Post-Discharge Follow-Up

Minimize hospital readmissions and improve patient experiences

Readmissions after a hospitalization can pose a risk to all involved—from the patient to the caregiver to the health plan. But partnering with Envolve PeopleCare can provide a dramatic reduction in readmissions, improved patient satisfaction and improved CMS reimbursement.

Our Post-Discharge Follow-Up program reduces unnecessary, unanticipated and costly post-discharge care and readmissions by ensuring patients have the knowledge, resources and motivation to perform appropriate self-care and follow-up as instructed.

Serving as an extension of your team, we are the front line to your members or patients, not only reminding them of necessary well visits, but scheduling appointments on their behalf as well. Through clinical expertise and demonstrated results, we’ve created a forward-looking program to improve your HEDIS measures and lower your overall medical costs. We focus on providing measurable results through the use of data and analytics, while making it easy for those you serve to access and receive the care they need.

A 2007 MedPAC report found that $15 billion in healthcare spending was attributed to CMS beneficiary readmissions within 30 days of a previous hospital discharge.

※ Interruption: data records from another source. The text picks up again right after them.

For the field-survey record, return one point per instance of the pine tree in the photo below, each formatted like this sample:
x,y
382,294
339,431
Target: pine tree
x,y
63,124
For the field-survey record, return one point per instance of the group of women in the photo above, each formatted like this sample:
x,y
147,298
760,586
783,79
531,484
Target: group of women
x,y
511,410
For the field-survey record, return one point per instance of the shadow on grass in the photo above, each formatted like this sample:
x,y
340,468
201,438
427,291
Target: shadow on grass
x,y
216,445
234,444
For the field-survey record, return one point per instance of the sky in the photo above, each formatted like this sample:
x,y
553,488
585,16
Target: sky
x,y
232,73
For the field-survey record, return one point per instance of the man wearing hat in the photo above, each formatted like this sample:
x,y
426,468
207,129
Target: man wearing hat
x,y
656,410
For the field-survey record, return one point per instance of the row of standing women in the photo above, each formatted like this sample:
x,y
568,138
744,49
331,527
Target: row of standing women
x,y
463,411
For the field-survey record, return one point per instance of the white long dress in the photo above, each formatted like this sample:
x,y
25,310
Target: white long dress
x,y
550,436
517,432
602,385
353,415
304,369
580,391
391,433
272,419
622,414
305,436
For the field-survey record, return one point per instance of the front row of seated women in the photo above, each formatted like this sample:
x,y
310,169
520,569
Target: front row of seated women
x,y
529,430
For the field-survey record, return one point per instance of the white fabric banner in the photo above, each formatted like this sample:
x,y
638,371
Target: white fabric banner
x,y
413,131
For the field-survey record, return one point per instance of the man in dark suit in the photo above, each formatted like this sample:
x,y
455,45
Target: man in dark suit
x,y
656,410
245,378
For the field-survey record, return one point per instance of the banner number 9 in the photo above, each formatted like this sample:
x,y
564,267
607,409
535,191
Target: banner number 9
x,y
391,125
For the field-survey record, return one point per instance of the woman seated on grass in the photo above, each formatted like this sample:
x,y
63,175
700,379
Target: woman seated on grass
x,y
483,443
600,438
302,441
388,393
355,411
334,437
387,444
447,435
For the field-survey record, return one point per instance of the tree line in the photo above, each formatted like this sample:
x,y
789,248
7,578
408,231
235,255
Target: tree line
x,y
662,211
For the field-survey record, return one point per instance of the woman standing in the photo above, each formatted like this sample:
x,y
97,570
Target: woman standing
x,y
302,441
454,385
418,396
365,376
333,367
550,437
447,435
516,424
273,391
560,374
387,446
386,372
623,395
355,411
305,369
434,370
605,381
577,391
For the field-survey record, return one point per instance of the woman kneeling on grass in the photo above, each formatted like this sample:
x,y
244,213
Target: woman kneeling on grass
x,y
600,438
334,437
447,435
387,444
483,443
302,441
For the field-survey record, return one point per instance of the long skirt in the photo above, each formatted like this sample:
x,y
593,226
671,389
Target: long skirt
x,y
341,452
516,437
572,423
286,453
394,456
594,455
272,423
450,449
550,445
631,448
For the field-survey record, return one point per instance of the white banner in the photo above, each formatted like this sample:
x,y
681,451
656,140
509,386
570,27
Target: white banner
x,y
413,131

During Patient Outreach, Our Nurses:

  • Educate and re-emphasize the post-discharge instructions.
  • Identify potential barriers to after-care and possible contributing factors to risk for readmission.
  • Perform medication review and education.
  • Confirm patient understanding of how and when to take their medications.
  • Confirm ownership of necessary prescriptions.
  • Link to the PCP if immediate needs identified.
  • Triage as appropriate.
  • Escalate needs to a Case Manager for follow up when appropriate.
  • Coordinate appointments and provider follow up.
  • Provide a support system for additional questions.
  • Create better clinical outcomes and an improved and measurable patient-centered experience.

Client Benefits Include:

  • Improved patient adherence with post-discharge instructions (including post-discharge appointment attendance).
  • Clinical care provided by experienced professionals at a fraction of the cost of hospital staff performing follow-up outreach and education.
  • Actionable, timely and easy-to-use reports and results, including red flags, from our outreach allowing for better coordination of care.
  • Live telephonic outreach for improved patient education and satisfaction.
  • A pay-for-performance partnership ensures you see the ROI you are looking for.
  • Improved access to care by addressing and resolving barriers to follow-up exams, including scheduling appointments or conducting reminder calls.
  • Care coordination that is required for patient-centered health home models.
  • Improved CMS reimbursement through a decrease in readmissions.